To take into account all possible variables on the correlation between HSF1 levels and survival, the researchers assessed the relationship using several multivariate models. After adjusting for age, ER status, date of diagnosis, stage, grade, and treatment variables (radiotherapy, chemotherapy, and endocrine therapy), HSF1-positive tumors were associated with a 50% increase in breast cancer mortality: HSF1-low and HSF1-high tumors were associated with 45% and 62% increases in mortality, respectively. Similar results were seen in the ER-positive population, with HSF1-positivity correlating with an 86% increase in mortality. More specifically among the ER-positive tumors, HSF1-low and HSF1-high tumors were associated with 75% and 110% increases in mortality, respectively, relative to HSF1-negative, ER-positive tumors.
The same multivariate model in addition found a statistically significant association between HSF1 status and survival in patients with HER2-positive tumors, whereas the same multivariate model indicated there was no association between HSF1 status and survival among triple-negative patients. “The present study may simply have been underpowered to observe an effect of HSF1 in triple-negative patients because of the much smaller number of such cases in the NHS cohort and their molecular heterogeneity,” the authors suggest. “Alternatively, triple-negative tumors may have a decreased dependence on HSF1 because the underlying lesions do not require protection against diverse stresses or because other robust survival mechanisms are recruited.”

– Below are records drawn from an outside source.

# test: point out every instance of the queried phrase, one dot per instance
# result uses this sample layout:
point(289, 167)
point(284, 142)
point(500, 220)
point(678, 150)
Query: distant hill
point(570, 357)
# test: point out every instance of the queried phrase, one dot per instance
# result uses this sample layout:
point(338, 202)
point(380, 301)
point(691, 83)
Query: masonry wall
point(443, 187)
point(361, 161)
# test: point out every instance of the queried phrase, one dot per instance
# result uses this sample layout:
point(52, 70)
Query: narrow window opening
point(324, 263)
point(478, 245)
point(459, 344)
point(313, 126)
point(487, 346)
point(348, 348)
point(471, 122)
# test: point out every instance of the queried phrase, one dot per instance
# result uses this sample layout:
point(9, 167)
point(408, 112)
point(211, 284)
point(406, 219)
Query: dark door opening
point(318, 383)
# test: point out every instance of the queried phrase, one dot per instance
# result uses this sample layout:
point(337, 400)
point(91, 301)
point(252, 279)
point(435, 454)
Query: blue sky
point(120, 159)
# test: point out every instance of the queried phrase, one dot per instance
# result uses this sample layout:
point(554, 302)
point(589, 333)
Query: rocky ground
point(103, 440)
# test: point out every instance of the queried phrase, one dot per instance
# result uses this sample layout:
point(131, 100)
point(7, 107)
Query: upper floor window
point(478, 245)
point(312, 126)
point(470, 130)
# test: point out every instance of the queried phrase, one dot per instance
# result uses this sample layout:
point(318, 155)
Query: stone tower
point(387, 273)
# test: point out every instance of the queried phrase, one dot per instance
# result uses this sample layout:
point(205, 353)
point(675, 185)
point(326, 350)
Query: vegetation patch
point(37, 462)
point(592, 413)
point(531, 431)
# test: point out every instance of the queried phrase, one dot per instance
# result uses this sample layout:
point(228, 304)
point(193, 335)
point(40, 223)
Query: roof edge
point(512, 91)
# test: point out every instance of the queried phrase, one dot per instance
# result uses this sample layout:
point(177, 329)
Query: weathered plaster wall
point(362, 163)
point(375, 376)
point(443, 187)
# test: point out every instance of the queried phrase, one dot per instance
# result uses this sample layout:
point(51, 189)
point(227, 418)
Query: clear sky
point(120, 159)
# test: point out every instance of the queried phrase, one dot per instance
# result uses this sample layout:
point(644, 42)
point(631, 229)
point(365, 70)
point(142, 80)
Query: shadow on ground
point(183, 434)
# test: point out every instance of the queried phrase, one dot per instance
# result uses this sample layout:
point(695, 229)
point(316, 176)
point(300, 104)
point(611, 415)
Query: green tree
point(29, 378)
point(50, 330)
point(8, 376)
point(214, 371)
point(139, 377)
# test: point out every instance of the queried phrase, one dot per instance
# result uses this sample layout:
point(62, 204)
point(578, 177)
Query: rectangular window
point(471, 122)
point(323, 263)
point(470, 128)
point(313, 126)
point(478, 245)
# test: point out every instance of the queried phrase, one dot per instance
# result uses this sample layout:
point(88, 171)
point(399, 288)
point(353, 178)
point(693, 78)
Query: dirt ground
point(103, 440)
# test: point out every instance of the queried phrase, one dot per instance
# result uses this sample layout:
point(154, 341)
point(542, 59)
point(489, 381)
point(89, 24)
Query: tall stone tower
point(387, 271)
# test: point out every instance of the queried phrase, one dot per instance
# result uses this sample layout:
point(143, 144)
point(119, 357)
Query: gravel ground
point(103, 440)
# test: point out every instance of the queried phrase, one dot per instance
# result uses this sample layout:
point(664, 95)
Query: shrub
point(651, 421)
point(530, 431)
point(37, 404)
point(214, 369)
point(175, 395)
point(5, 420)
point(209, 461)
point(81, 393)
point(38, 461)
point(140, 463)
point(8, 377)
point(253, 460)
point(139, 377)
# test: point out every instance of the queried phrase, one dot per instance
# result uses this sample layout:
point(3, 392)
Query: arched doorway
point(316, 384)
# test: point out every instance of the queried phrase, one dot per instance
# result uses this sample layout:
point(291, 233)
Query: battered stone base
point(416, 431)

In a final series of experiments the researchers looked to see whether the associations between HSF1 protein level and breast cancer outcome could be detected by using HSF1 mRNA levels. mRNA expression profiling data aren’t available from tumors in the NHS, so the team instead used data from the publicly available van de Vijver cohort. The analysis results concurred with those form the IHC evaluation of tumors in the NHS cohort, and indicated that HSF1 mRNA levels were higher in ER-negative than in ER-positive cancers. Resulting Kaplan–Meier curves also indicated that women with HSF1-high, ER-positive tumors in the van de Vijver cohort had worse survival compared with women harboring HSF1-low, ER-positive tumors. This relationship wasn’t evident in the ER-negative tumor cohort. The team admits that additional work will be needed to more definitively conclude whether HSF1 acts as a prognostic factor in ER-negative tumors, however.
“In light of previous disappointing results with various individual HSPs as prognostic markers, the efficacy of HSF1, even as a single marker, in predicting the outcome of breast cancers is quite remarkable,” the authors conclude. “Our study suggests that HSF1 status might identify patients with ER-positive tumors who may benefit from more aggressive therapeutic management and others for whom less intervention may be warranted. In addition, HSF1 levels identify a large patient population in which targeting protein homeostasis and HSF1 function may be of therapeutic benefit…The findings support efforts to identify drugs that specifically target HSF1 function and ongoing work to develop inhibitors of HSP90 and other downstream pathways regulated by HSF1.”